For instance, if I find myself reacting to some outward stress such as a criticism from someone else, I remind myself: “I'm not going to let this person take my energy from me.” To me, this means I am in control of what happens to me emotionally. I don't have to give that control to someone else.

And neither do you! Your emotions are yours and can only be manipulated by someone else if you let them. Do you want to go through life allowing others to make you angry? Or, to make you frightened? Well, you don't have to. You are in charge and in control of yourself. What someone else does to you or says to you doesn't have to effect you unless you allow it to.

The interesting thing I find when I use this approach is that I am more able to examine criticisms without taking them personally. When I can dismiss a criticism when it is unwarranted, I can also listen to one when it may be helpful. When I don't allow others to manipulate my emotions, I can become more open to changing myself.

When we feel manipulated or controlled by others, we often become more resistant to change. We become more self-protective. We don't like the feeling of being controlled by someone else. We may even engage in behavior that is not in our best interests just to prove that we are in control. However, when we do that, we really are still being controlled by someone else because our decisions are based on a reaction to the other person.

The more that we can choose what is in our best interests no matter what someone else might think or say, the more we are in control of our lives.

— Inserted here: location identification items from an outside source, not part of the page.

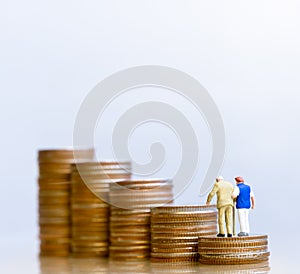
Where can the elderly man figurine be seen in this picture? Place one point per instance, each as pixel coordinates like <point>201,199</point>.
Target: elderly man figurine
<point>224,204</point>
<point>244,201</point>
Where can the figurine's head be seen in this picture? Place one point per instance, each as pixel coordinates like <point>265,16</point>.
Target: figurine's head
<point>239,180</point>
<point>219,178</point>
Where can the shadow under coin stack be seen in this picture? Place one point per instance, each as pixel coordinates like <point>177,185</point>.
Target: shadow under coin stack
<point>236,250</point>
<point>90,213</point>
<point>54,199</point>
<point>175,231</point>
<point>131,202</point>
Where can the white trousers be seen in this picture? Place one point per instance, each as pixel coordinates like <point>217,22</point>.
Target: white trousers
<point>243,214</point>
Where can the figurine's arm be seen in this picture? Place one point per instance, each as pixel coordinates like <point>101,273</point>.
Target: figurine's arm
<point>212,194</point>
<point>235,192</point>
<point>252,202</point>
<point>252,199</point>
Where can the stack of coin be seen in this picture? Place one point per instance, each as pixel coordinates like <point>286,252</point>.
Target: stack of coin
<point>54,198</point>
<point>237,250</point>
<point>175,231</point>
<point>89,211</point>
<point>130,215</point>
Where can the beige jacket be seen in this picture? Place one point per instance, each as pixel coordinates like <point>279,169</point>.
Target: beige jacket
<point>223,190</point>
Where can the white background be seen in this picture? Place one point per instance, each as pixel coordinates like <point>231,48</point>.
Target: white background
<point>246,53</point>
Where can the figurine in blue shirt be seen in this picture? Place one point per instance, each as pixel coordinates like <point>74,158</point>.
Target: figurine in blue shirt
<point>244,201</point>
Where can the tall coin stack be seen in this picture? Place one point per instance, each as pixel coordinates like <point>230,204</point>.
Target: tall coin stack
<point>54,198</point>
<point>236,250</point>
<point>175,231</point>
<point>90,214</point>
<point>131,202</point>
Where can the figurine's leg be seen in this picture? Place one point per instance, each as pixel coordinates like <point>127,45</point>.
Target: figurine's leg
<point>221,219</point>
<point>242,219</point>
<point>247,228</point>
<point>228,219</point>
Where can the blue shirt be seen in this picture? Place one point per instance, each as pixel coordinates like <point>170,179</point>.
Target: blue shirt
<point>243,199</point>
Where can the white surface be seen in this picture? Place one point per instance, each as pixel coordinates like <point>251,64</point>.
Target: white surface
<point>247,54</point>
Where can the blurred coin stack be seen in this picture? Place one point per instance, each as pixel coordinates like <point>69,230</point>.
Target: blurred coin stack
<point>89,213</point>
<point>175,231</point>
<point>131,202</point>
<point>237,250</point>
<point>54,198</point>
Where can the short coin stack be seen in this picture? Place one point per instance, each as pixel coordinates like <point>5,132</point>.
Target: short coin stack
<point>54,199</point>
<point>175,231</point>
<point>237,250</point>
<point>130,217</point>
<point>89,213</point>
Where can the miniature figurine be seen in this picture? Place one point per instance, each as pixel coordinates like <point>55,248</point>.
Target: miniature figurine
<point>244,201</point>
<point>225,205</point>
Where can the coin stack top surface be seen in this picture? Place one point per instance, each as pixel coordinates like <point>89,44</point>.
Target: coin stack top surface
<point>89,208</point>
<point>54,199</point>
<point>130,222</point>
<point>175,231</point>
<point>236,250</point>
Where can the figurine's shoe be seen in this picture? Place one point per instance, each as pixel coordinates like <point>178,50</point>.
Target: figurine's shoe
<point>242,234</point>
<point>221,235</point>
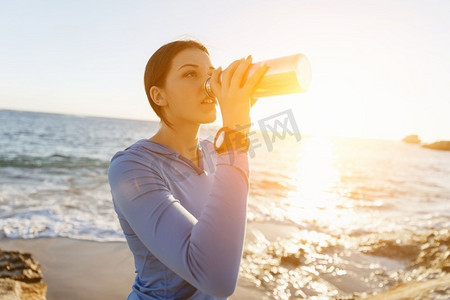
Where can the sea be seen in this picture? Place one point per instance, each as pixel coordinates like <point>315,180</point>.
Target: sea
<point>348,217</point>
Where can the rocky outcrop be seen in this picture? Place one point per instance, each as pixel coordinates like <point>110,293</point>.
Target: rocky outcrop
<point>412,139</point>
<point>440,145</point>
<point>20,277</point>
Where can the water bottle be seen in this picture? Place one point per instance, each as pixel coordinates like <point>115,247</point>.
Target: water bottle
<point>285,75</point>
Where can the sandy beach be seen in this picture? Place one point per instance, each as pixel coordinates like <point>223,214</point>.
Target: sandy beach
<point>77,269</point>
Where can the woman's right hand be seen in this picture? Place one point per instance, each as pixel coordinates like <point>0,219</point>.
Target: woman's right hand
<point>233,89</point>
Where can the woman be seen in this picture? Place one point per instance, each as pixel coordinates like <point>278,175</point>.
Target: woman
<point>181,201</point>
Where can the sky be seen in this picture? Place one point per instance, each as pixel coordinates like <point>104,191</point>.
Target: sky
<point>380,69</point>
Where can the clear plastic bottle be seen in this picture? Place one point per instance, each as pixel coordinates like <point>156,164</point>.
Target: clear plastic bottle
<point>286,75</point>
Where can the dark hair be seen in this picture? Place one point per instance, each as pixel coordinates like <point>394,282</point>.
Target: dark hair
<point>158,67</point>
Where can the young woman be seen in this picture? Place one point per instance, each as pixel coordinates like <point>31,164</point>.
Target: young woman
<point>181,201</point>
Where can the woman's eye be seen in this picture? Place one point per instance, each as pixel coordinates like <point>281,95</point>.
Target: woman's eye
<point>191,74</point>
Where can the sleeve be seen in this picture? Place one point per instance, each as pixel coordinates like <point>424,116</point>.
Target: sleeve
<point>206,252</point>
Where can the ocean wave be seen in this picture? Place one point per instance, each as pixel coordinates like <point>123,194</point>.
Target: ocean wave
<point>52,161</point>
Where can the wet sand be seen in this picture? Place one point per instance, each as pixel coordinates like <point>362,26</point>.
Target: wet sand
<point>79,270</point>
<point>76,269</point>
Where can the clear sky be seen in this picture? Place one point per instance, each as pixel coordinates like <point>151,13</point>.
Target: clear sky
<point>380,68</point>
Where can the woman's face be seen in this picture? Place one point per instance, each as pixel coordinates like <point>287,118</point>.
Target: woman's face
<point>184,91</point>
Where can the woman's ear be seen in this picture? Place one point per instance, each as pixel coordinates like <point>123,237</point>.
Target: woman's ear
<point>157,96</point>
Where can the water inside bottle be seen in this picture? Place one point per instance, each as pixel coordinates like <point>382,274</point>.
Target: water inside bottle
<point>278,84</point>
<point>286,75</point>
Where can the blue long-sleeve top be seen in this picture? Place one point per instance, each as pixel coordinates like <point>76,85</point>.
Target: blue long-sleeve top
<point>185,224</point>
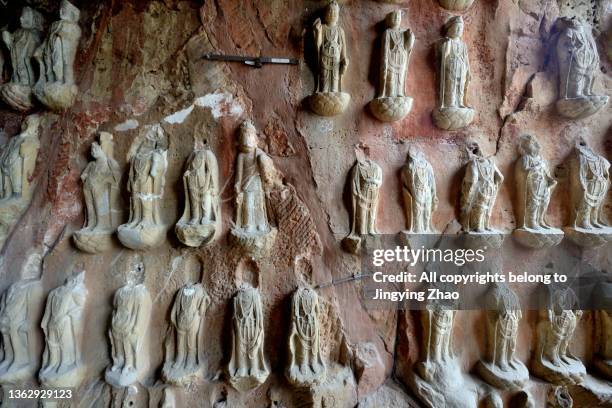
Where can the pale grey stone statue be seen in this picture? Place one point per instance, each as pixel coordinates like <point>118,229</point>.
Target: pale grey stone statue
<point>589,184</point>
<point>183,357</point>
<point>129,330</point>
<point>255,174</point>
<point>248,367</point>
<point>578,62</point>
<point>306,366</point>
<point>21,45</point>
<point>534,189</point>
<point>148,165</point>
<point>552,359</point>
<point>62,324</point>
<point>17,358</point>
<point>201,218</point>
<point>332,62</point>
<point>56,87</point>
<point>101,180</point>
<point>391,103</point>
<point>500,367</point>
<point>453,76</point>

Don't let others determine how you feel. Even someone deliberately trying to make you feel bad doesn't have that kind of control over you. You choose how you feel. You choose how you react. That is the beauty of focusing on changing yourself and not others. No one can take away your choice regarding your feelings and your approach to life.

Play the hand that life has dealt you. You can't choose different cards. But you can choose how you play the ones you have been dealt. Choose wisely.

Even if you are imprisoned and treated horribly, you have choice in how you approach life. Mahatma Gandhi, generally revered as instrumental in the independence of India, showed how true this is. His methods of non-violent civil disobedience led to numerous arrests and over a total of six years of harsh imprisonments over his lifetime. Yet, each time he came out of prison he was not only more determined but more at peace. His prisoners did not determine his life. He did. He chose his life. And he was in control of it. No one else. No matter what they did to him.

You have this same choice about your life. And it is not likely to involve the kind of circumstances that Gandhi faced. However, you have your hardships. And your tragedies. But you have the same choice. The events of your life don't define you. Other people don't define you. You define you through your choices.

The interesting thing is that frequently when we focus on changing ourselves we do change others and even the world around us. That is because others are very similar to us. They don't want to be controlled either. So when you demand that they change, you are being controlling and they resist. However, when you focus on changing yourself, they may become less self-protective and more responsive.

This may not occur in every situation, but it occurs more frequently than demanding that others change will work. However, changing yourself is not about getting others to change. If you do it for that purpose you are still trying to control others. If others do change in response to your changes, that is a nice side effect.

But the main aspect of changing yourself is the effect it has on you. If I tell myself “I'm not going to let this person take my energy from me” or “Have faith in the world as it is” I feel more at peace. And that is what is more important.

Just think. What would the world be like if we each focused on changing ourselves instead of changing others? Change yourself. Don't wait for the world to change.